The Senate Finance Committee on Tuesday voted 8–2 to advance a committee substitute for Senate Bill 119, a proposal to create a state bioscience investment fund intended to attract startups and grow high‑paying biotech jobs across New Mexico.
Senator (sponsor) Tim Hickey introduced the bill, explaining the substitute changed several provisions after review by the judiciary committee. The substitute replaces an “average” wage requirement with a median measure (raising the stated target to $104,000 from $60,000), adds bankruptcy‑response language aligned to New Mexico law, requires milestones before disbursing funds and narrows some advisory roles, among other changes. Hickey said the changes respond to concerns the governor previously raised when she pocket‑vetoed an earlier version.
Supporters from the biotech and business communities urged passage. JD Bullington of the Greater Albuquerque Chamber of Commerce said the bill would help New Mexico “gain a larger share of the very lucrative bioscience industry with good high paying jobs,” and Alex Coughlan of the Bioscience Authority said the fund could support six to seven startups per round and “immediately affect 60 to a 100 jobs.” Paul Lauer and Stephanie Tofigy from the Bioscience Authority described the program as statewide and said the authority works with universities and national labs to build an ecosystem beyond Albuquerque.
Committee members asked whether existing programs—such as the state investment council (SIC), Local Economic Development Act (LIDA/LITA) funds or other state vehicles—could achieve similar goals. Proponents said LIDA’s requirements (including bond or clawback provisions) can be prohibitive for early‑stage startups and argued this fund would be targeted to early companies that cannot meet LIDA terms.
Several senators urged stronger conflict‑of‑interest language and clearer definitions for the bill’s “co‑investing organization” term; Senator Steinborn recommended adding family members to conflict rules and defining co‑investors to limit ambiguity.
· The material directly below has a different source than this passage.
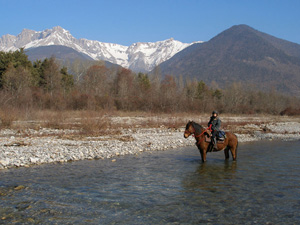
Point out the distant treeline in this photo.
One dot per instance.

Proponents said the substitute includes prohibitions on board members participating in investments involving their own companies and provides a misdemeanor penalty for violations.
The committee approved the substitute for floor debate. The sponsor moved a “do not pass” on the original and a “do pass” on the committee substitute; the committee recorded a do‑pass recommendation on the substitute with an 8–2 vote.